Physics and Astronomy


Finalist Names:
Bush, Natalie

Coastal erosion, subsidence, and hypoxia are forces that impact Louisiana and beyond. The objective of this research was to determine the extent of land loss due to erosion and establish the most effective Spartina (S.) species stabilize land. Using graph theory in the Geometer's Sketch Pad program, progressive land loss from Isles Dernieres was calculated from 1853 through 2005. This was accomplished using Pick's Theorem (A=I+B/2-1), where A= total land area, I= interior intersections, and B= boundary intersections. Analysis indicated that there has been greater than eighty percent land loss from 1853 through 2005. Additionally, four plants from each species (S. alterniflora, patens, spartinae) were planted and flooded in three-gallon containers filled with potting soil,and a non-vegetated control was included in this same manner.
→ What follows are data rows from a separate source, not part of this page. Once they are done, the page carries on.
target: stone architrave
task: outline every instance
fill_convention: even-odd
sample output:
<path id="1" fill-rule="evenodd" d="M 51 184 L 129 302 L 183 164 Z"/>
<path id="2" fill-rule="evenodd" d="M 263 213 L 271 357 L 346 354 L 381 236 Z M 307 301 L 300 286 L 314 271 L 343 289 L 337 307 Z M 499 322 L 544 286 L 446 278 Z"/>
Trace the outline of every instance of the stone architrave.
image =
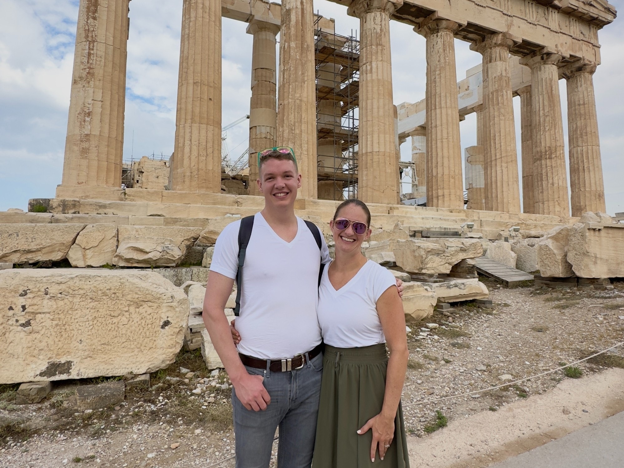
<path id="1" fill-rule="evenodd" d="M 570 192 L 575 217 L 606 211 L 592 78 L 595 71 L 595 64 L 582 62 L 568 66 L 563 73 L 567 85 Z"/>
<path id="2" fill-rule="evenodd" d="M 0 303 L 0 384 L 154 372 L 188 319 L 183 291 L 150 271 L 4 270 Z"/>
<path id="3" fill-rule="evenodd" d="M 183 0 L 172 190 L 221 192 L 221 1 Z"/>
<path id="4" fill-rule="evenodd" d="M 514 44 L 509 34 L 497 33 L 472 45 L 483 56 L 485 209 L 504 213 L 520 211 L 509 69 L 509 49 Z"/>
<path id="5" fill-rule="evenodd" d="M 535 212 L 568 217 L 570 204 L 557 71 L 561 59 L 558 54 L 542 51 L 524 57 L 520 62 L 531 69 Z"/>
<path id="6" fill-rule="evenodd" d="M 117 251 L 117 227 L 92 224 L 83 229 L 67 252 L 72 266 L 101 266 L 112 264 Z"/>
<path id="7" fill-rule="evenodd" d="M 312 2 L 283 0 L 277 141 L 295 150 L 300 198 L 316 198 L 316 85 Z"/>
<path id="8" fill-rule="evenodd" d="M 276 145 L 277 24 L 252 20 L 247 33 L 253 36 L 251 56 L 251 100 L 249 110 L 249 195 L 260 195 L 258 179 L 258 152 Z"/>
<path id="9" fill-rule="evenodd" d="M 33 263 L 62 260 L 84 224 L 0 224 L 0 261 Z"/>
<path id="10" fill-rule="evenodd" d="M 63 185 L 121 187 L 130 0 L 80 0 Z"/>
<path id="11" fill-rule="evenodd" d="M 390 15 L 402 3 L 354 0 L 348 10 L 359 18 L 361 29 L 358 197 L 366 203 L 399 203 Z"/>
<path id="12" fill-rule="evenodd" d="M 454 21 L 424 19 L 414 31 L 427 39 L 427 205 L 462 208 L 462 154 L 455 70 Z"/>
<path id="13" fill-rule="evenodd" d="M 531 87 L 525 86 L 520 88 L 518 90 L 518 94 L 520 95 L 520 128 L 522 150 L 522 212 L 535 213 L 533 135 L 531 130 Z"/>

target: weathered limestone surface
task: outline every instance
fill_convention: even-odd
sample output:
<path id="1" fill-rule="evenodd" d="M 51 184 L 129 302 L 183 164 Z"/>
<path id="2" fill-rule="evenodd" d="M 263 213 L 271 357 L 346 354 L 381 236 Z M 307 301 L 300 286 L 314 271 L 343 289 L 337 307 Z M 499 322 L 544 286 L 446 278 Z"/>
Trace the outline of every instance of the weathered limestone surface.
<path id="1" fill-rule="evenodd" d="M 121 187 L 129 0 L 80 0 L 62 185 Z"/>
<path id="2" fill-rule="evenodd" d="M 531 87 L 518 90 L 520 95 L 520 120 L 522 151 L 522 212 L 535 213 L 535 200 L 533 182 L 533 136 L 531 129 Z M 523 270 L 524 271 L 524 270 Z M 535 270 L 532 270 L 535 271 Z"/>
<path id="3" fill-rule="evenodd" d="M 431 240 L 436 241 L 417 239 L 396 241 L 392 251 L 397 265 L 414 273 L 447 273 L 456 263 L 465 258 L 480 256 L 483 253 L 483 247 L 478 239 Z"/>
<path id="4" fill-rule="evenodd" d="M 570 205 L 557 72 L 561 59 L 557 54 L 545 52 L 523 57 L 520 63 L 531 69 L 535 212 L 567 217 Z"/>
<path id="5" fill-rule="evenodd" d="M 312 2 L 283 0 L 280 32 L 277 140 L 295 149 L 298 198 L 316 198 L 316 89 Z"/>
<path id="6" fill-rule="evenodd" d="M 221 0 L 184 0 L 172 190 L 221 192 Z"/>
<path id="7" fill-rule="evenodd" d="M 188 317 L 182 290 L 148 271 L 3 270 L 0 303 L 1 384 L 153 372 Z"/>
<path id="8" fill-rule="evenodd" d="M 568 146 L 572 216 L 604 212 L 596 98 L 592 76 L 595 64 L 573 64 L 563 73 L 568 94 Z"/>
<path id="9" fill-rule="evenodd" d="M 67 255 L 84 224 L 0 224 L 0 261 L 57 261 Z"/>
<path id="10" fill-rule="evenodd" d="M 568 245 L 572 226 L 559 226 L 540 238 L 537 244 L 537 267 L 542 276 L 574 276 L 568 261 Z"/>
<path id="11" fill-rule="evenodd" d="M 438 301 L 457 302 L 473 299 L 485 299 L 490 294 L 485 285 L 478 278 L 456 279 L 444 283 L 423 283 L 436 295 Z"/>
<path id="12" fill-rule="evenodd" d="M 510 242 L 512 251 L 518 256 L 515 268 L 526 273 L 532 273 L 539 269 L 537 242 L 537 239 L 519 239 Z"/>
<path id="13" fill-rule="evenodd" d="M 427 38 L 427 204 L 464 207 L 454 34 L 460 26 L 430 17 L 417 32 Z"/>
<path id="14" fill-rule="evenodd" d="M 421 283 L 411 282 L 403 285 L 403 311 L 421 320 L 433 314 L 433 308 L 437 301 L 436 293 Z"/>
<path id="15" fill-rule="evenodd" d="M 509 69 L 509 48 L 514 44 L 509 34 L 498 33 L 488 34 L 474 46 L 483 55 L 485 209 L 506 213 L 520 213 Z"/>
<path id="16" fill-rule="evenodd" d="M 112 263 L 120 266 L 175 266 L 183 256 L 173 239 L 125 236 L 119 240 Z"/>
<path id="17" fill-rule="evenodd" d="M 354 0 L 349 7 L 349 14 L 360 22 L 358 196 L 366 203 L 399 202 L 390 15 L 402 3 Z"/>
<path id="18" fill-rule="evenodd" d="M 602 228 L 577 223 L 571 229 L 567 259 L 580 278 L 624 277 L 624 225 Z"/>
<path id="19" fill-rule="evenodd" d="M 117 251 L 117 227 L 92 224 L 83 229 L 67 252 L 72 266 L 101 266 L 112 264 Z"/>
<path id="20" fill-rule="evenodd" d="M 260 195 L 256 183 L 258 152 L 276 145 L 275 36 L 279 31 L 277 25 L 257 20 L 252 20 L 247 27 L 247 32 L 253 35 L 251 100 L 249 110 L 249 195 Z"/>

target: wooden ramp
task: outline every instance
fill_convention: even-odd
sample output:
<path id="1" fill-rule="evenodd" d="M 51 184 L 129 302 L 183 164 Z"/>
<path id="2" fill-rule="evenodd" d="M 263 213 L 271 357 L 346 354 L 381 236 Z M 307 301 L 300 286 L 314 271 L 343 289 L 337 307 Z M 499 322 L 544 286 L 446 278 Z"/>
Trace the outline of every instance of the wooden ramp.
<path id="1" fill-rule="evenodd" d="M 516 286 L 522 281 L 533 281 L 532 275 L 512 268 L 491 258 L 480 256 L 473 259 L 477 271 L 502 282 L 505 286 Z"/>

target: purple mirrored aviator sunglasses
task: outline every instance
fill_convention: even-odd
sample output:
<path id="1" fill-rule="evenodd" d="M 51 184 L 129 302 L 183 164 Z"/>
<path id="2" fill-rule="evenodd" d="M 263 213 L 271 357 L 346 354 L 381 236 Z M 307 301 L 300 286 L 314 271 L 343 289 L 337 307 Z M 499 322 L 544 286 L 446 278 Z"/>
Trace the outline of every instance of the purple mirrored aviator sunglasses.
<path id="1" fill-rule="evenodd" d="M 349 225 L 353 227 L 353 232 L 358 236 L 364 234 L 366 232 L 366 230 L 368 229 L 368 227 L 361 221 L 351 221 L 346 218 L 338 218 L 334 221 L 334 226 L 339 231 L 344 231 L 349 227 Z"/>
Over a six month period, dissolved oxygen was measured every other day under three different temperature regimes, twenty-two, thirty, and ten degrees, respectively. Temperature control was established through growth chambers. This resulted in the control groups diffusing the most oxygen at twenty-two degrees Celsius and all the species diffusing statistically similar oxygen levels at thirty degrees Celsius and ten degrees Celsius. After six months of flooding conditions, penetration and subsidence were measured. The vegetated soils required the greatest penetration force and subsided the least. Additionally, nutrient analysis indicated that fertilizer pollutants were commonly found in the Gulf of Mexico and can be assimilated by the S. species. Oxygen diffusion is dependent on plant species and temperature. The penetration and subsidence results also support the conclusion that plants can reduce land loss and preserve the coastline.